The most-traded January iron ore contract on China’s Dalian Commodity Exchange (DCE) ended daytime trade up 1.26% at 806 yuan ($110.90) a metric ton after hitting its highest level since Oct 14 at 810.5 yuan a ton earlier in the session.

The benchmark January iron ore contract on the Singapore Exchange added 0.1% at $104.5 a ton, as of 0719 GMT. China’s factory activity expanded at the fastest pace in five months in November as new orders, including those from abroad, led to a solid rise in production, a private-sector survey showed, echoing an official survey on Saturday. But demand for the key steelmaking ingredient showed signs of softening as colder weather disrupted construction activities in northern China, limiting upside room, said analysts.

The average daily hot metal output among steelmakers surveyed slid for a second consecutive week by 0.8% from the week before to 2.34 million tons in the week, as of Nov. 29, data from consultancy Mysteel showed.

“Hot metal output is likely to eye further decline in December, but daily output will likely hover above 2.3 million tons,” analysts at Maike Futures said. The hot metal output is typically used to gauge iron ore demand.

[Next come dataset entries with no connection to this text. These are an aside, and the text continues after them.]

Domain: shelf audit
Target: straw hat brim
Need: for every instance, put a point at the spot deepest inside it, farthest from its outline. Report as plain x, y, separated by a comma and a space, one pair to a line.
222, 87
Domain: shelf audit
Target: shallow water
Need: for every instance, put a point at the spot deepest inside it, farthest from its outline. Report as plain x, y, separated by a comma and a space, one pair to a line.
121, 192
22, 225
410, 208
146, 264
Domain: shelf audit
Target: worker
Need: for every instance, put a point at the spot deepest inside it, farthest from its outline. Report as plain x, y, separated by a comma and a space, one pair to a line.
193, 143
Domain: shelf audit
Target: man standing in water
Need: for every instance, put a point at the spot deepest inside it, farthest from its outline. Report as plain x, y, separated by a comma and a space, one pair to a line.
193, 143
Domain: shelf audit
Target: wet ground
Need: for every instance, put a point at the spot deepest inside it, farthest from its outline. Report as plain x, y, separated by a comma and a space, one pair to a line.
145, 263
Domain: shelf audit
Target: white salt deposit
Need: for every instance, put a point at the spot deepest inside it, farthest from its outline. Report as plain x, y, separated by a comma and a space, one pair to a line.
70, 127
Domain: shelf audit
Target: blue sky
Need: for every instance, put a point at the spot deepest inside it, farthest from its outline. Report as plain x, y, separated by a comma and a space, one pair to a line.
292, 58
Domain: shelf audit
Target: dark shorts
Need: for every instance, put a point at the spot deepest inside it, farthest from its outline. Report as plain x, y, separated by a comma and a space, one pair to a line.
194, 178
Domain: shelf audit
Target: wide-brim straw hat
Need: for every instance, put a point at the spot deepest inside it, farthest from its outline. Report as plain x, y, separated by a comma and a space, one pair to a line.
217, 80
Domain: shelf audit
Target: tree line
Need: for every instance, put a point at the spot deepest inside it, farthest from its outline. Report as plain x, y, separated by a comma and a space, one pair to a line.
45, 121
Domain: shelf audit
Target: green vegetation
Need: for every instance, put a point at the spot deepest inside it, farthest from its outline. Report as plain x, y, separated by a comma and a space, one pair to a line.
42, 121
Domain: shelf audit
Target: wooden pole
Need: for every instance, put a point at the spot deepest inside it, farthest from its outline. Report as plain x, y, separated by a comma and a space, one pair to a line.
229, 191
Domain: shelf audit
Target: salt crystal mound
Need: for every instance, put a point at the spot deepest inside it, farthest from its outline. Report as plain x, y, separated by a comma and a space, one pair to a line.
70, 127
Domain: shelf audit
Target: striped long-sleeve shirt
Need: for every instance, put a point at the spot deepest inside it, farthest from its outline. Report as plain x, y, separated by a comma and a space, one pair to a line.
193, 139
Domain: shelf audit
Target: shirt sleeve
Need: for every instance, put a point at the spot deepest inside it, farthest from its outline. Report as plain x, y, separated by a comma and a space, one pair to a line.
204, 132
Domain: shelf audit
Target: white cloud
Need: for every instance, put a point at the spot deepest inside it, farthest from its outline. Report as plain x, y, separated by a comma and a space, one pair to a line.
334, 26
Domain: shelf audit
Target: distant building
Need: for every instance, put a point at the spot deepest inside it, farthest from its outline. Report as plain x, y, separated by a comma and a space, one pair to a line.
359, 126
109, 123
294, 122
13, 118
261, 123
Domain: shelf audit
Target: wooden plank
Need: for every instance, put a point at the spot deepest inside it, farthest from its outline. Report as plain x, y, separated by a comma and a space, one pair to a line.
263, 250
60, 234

Some steelmakers have completed procuring seaborne cargoes to meet production needs after the week-long Chinese New Year Holiday break, said a steelmaker and a trader, requesting anonymity as they are not authorised to speak to the media. But stockpiling of portside cargoes have not started yet, they added.

Other steelmaking ingredients on the DCE lost ground, with coking coal and coke losing 1.2% and 0.61%, respectively. Most steel benchmarks on the Shanghai Futures Exchange firmed. Rebar gained 0.18%, hot-rolled coil advanced 0.8%, wire rod rose 0.97%, while stainless steel eased 0.77%.